Original Research

Does scientism undermine other forms of knowledge?

Ndubuisi C. Ani
Verbum et Ecclesia | Vol 37, No 1 | a1558 | DOI: https://doi.org/10.4102/ve.v37i1.1558 | © 2016 Ndubuisi C. Ani | This work is licensed under CC Attribution 4.0
Submitted: 01 December 2015 | Published: 16 November 2016

About the author(s)

Ndubuisi C. Ani, School of Social Sciences, University of KwaZulu-Natal, South Africa

Abstract

Science has continually bridged the gaps in knowledge about reality by exerting its prowess in explanation, discovery and invention. Astonished by the successes of science coupled with the demonstrability and (purported) objectivity of scientific knowledge, scholars are lured to nurse the impression that science is the answer to all questions that need to be asked about reality. This has led to an intellectual fanaticism called scientism where science is seen as the only bona fide way of attaining any true knowledge whatsoever. Consequently, other fields of knowledge suffer grievously from being abandoned, belittled or modified to operate using the scientific method of inquiry. Against this backdrop, this paper argues that science is not the only way of knowing reality. Other fields of knowledge and their traditional methods of inquiry are vital in the understanding of reality that abandoning or constructing them in the scientific light is tantamount to having a parochial view of reality. Through its arguments, the research advances pluralistic, inclusive and complementary approaches.

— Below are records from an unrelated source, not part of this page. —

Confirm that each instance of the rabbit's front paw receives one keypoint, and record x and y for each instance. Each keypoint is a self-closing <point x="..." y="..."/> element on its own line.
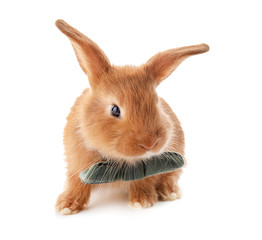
<point x="143" y="200"/>
<point x="67" y="206"/>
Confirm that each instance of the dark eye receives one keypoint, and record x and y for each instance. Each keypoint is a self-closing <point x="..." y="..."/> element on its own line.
<point x="116" y="111"/>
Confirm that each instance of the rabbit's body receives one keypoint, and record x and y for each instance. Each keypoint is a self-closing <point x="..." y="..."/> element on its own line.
<point x="141" y="125"/>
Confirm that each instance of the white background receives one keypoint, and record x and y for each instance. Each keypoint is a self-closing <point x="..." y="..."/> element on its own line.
<point x="217" y="97"/>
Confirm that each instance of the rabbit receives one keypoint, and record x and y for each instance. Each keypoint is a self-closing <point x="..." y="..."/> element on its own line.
<point x="121" y="117"/>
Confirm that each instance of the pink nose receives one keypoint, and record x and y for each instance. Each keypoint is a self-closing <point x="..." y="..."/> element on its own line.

Intradisciplinary and/or interdisciplinary implications: This research challenges the claims and influence of scientism, which holds that science has the answer to every question about reality. The paper contends that other epistemological methods of philosophical, religious, mythical and artistic forms are essential epistemological methods. Hence, the research advances a pluralistic and complementary approach in epistemology.